Tax professionals are more concerned about a judge’s narrow interpretation of a penalty exception claimed by Wells Fargo than about the judge’s ruling on the economic substance of the tax shelter that led to the penalty.

The ruling, Wells Fargo & Co. v. United States, which sustained a negligence penalty against Wells Fargo & Co. for claiming $350 million in disallowed foreign tax credits, could affect a broad range of individual and corporate taxpayers challenging an IRS negligence penalty on the grounds that they had a reasonable basis for the position taken on their tax return that the agency later disallowed.

Judge Patrick J. Schiltz, U.S. District Judge for the District of Minnesota, concluded in the May 24 decision that “Wells Fargo must prove that it actually consulted authorities that purportedly provided a reasonable basis for the position taken in its return.”

That is, a taxpayer must point to a legal authority that was on the books when the taxpayer filed its return. But some tax specialists disagree.
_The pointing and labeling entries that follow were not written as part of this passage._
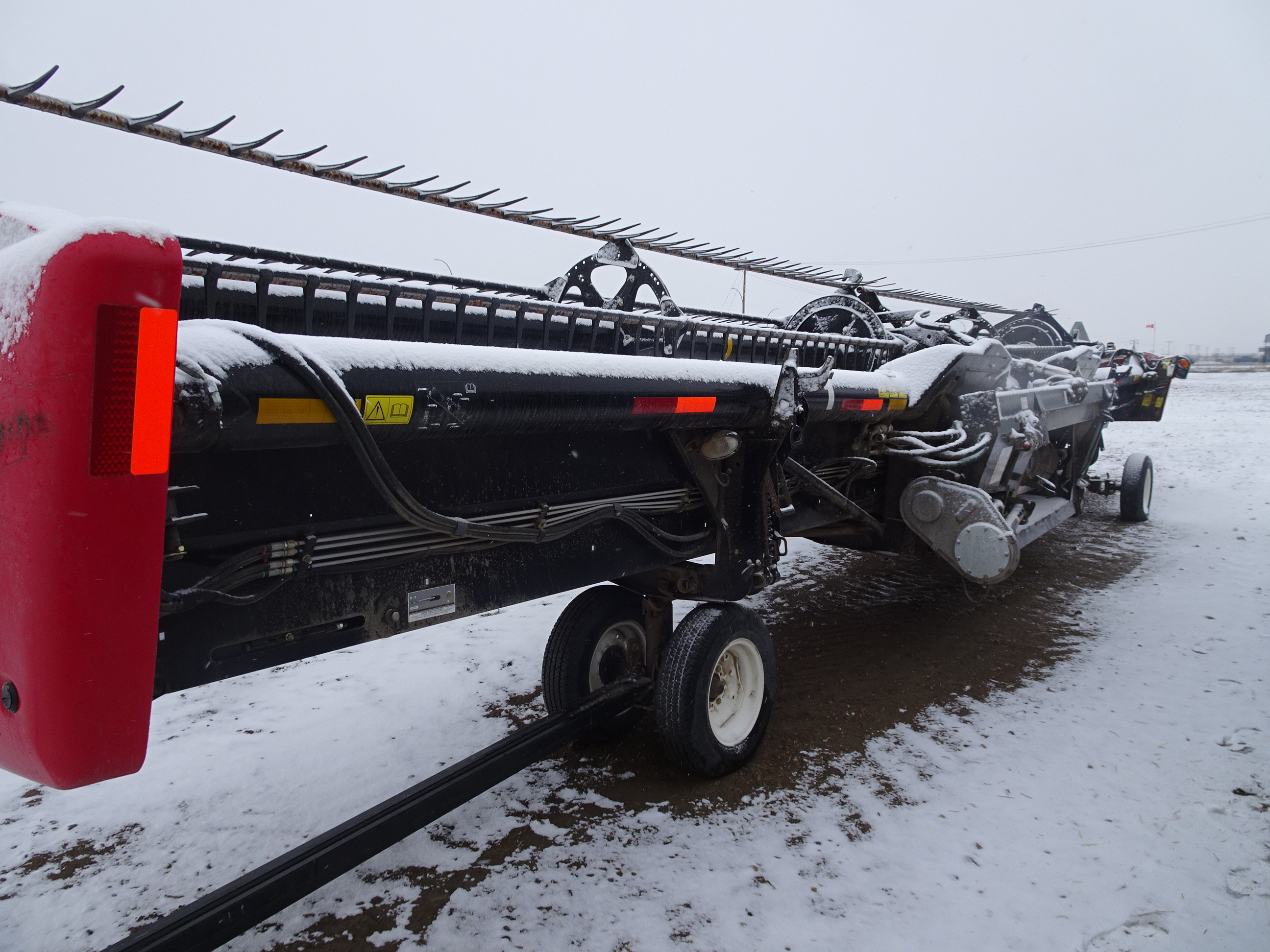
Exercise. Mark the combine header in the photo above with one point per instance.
(220, 459)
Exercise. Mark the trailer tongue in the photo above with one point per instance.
(351, 452)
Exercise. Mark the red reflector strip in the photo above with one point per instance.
(694, 405)
(115, 385)
(151, 408)
(849, 404)
(674, 405)
(136, 352)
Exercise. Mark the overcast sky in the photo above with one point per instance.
(836, 132)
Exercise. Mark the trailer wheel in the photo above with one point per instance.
(1136, 487)
(599, 639)
(715, 689)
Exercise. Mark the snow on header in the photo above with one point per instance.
(916, 372)
(29, 238)
(219, 346)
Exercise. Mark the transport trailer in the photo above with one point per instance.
(218, 459)
(192, 497)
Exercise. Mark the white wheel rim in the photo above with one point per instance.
(736, 692)
(624, 638)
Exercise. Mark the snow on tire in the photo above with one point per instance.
(1136, 488)
(715, 689)
(597, 639)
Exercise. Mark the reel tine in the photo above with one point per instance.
(501, 205)
(601, 225)
(297, 157)
(614, 232)
(187, 138)
(372, 175)
(456, 200)
(248, 146)
(337, 167)
(82, 110)
(16, 95)
(140, 123)
(411, 185)
(445, 191)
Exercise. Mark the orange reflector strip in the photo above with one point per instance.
(151, 405)
(674, 405)
(850, 404)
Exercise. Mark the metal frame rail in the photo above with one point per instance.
(670, 244)
(303, 263)
(535, 323)
(253, 898)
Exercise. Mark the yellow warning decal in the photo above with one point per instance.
(294, 410)
(387, 410)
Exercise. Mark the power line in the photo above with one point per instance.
(1227, 224)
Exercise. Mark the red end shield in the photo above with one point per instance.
(85, 417)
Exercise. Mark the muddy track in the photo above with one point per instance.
(863, 643)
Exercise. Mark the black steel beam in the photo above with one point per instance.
(249, 901)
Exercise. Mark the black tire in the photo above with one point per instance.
(576, 663)
(687, 678)
(1136, 488)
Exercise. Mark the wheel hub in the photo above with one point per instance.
(736, 693)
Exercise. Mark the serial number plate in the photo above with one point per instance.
(428, 603)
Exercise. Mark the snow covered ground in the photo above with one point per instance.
(1116, 800)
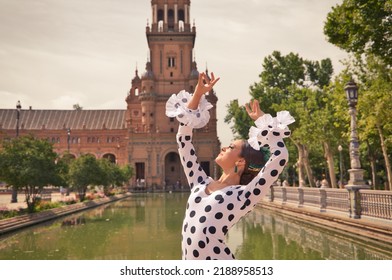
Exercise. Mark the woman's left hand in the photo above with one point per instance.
(253, 110)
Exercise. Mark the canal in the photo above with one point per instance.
(148, 227)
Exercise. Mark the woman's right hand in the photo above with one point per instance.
(203, 86)
(253, 109)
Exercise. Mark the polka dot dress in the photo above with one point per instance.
(208, 217)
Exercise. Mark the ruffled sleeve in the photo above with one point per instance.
(176, 106)
(269, 130)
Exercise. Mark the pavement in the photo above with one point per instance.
(5, 200)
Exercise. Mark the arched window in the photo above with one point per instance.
(170, 20)
(161, 15)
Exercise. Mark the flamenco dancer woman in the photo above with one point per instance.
(213, 207)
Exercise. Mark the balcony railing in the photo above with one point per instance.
(355, 202)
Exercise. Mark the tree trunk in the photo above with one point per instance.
(386, 159)
(300, 164)
(331, 166)
(372, 161)
(308, 169)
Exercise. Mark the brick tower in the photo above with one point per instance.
(152, 148)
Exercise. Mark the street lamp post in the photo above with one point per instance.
(14, 196)
(356, 181)
(340, 149)
(68, 138)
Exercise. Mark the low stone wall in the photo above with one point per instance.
(11, 224)
(378, 230)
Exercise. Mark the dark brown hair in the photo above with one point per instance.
(254, 161)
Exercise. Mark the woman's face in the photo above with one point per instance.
(229, 155)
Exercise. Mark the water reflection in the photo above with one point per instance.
(147, 227)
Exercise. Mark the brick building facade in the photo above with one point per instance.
(140, 135)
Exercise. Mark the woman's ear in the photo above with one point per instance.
(240, 162)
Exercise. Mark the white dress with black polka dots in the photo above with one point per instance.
(208, 217)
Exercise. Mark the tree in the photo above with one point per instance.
(294, 84)
(362, 27)
(28, 164)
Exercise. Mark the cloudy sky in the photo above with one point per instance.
(56, 53)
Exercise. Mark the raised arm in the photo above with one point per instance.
(203, 86)
(191, 110)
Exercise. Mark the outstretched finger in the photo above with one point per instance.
(247, 108)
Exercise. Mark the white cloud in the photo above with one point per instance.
(63, 52)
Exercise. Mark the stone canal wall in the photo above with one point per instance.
(11, 224)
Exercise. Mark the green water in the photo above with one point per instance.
(148, 227)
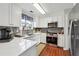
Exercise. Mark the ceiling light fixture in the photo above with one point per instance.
(39, 8)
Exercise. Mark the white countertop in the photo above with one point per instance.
(15, 47)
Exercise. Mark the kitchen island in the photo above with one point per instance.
(18, 46)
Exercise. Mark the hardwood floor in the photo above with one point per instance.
(51, 50)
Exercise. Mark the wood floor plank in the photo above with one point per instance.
(51, 50)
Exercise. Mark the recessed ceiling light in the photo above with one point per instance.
(39, 8)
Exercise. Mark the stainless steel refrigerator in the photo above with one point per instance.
(75, 38)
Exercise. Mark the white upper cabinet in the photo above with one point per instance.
(15, 16)
(43, 22)
(4, 14)
(10, 15)
(36, 22)
(60, 21)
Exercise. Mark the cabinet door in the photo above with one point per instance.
(4, 14)
(60, 21)
(43, 22)
(60, 40)
(43, 37)
(16, 16)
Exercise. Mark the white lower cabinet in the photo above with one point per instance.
(10, 15)
(36, 37)
(60, 40)
(15, 16)
(30, 52)
(40, 37)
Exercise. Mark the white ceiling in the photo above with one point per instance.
(49, 8)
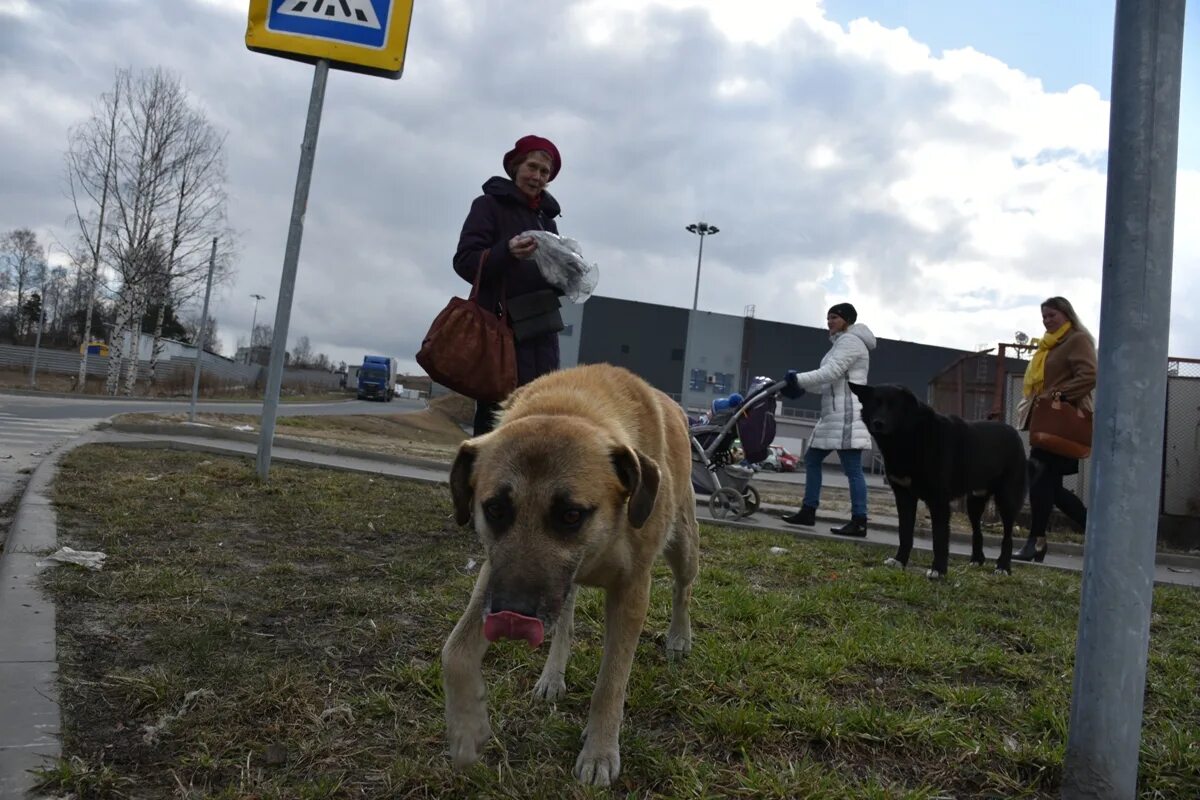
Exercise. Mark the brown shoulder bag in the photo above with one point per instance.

Andy S. Grewal, a tax law professor at the University of Iowa College of Law, says a taxpayer should be able to rely on a later court ruling or Internal Revenue Service guidance that would support the taxpayer’s position after the fact.

Under the judge’s approach, Grewal told Bloomberg BNA in an email May 25, “if helpful judicial or regulatory authorities arise after a taxpayer has filed a return, those authorities cannot help deflect the negligence penalty, because the taxpayer could not have been aware of them.”

The IRS imposes a penalty under tax code Section 6662(c) when it believes an understatement of tax liability was due to the taxpayer’s negligence. Schiltz cited Treasury Regulations Section 1.6662-3(b)(3), which sets forth the standard for a taxpayer to show it had a reasonable basis for taking a position on its return and avoiding the penalty even if the position is ultimately disallowed.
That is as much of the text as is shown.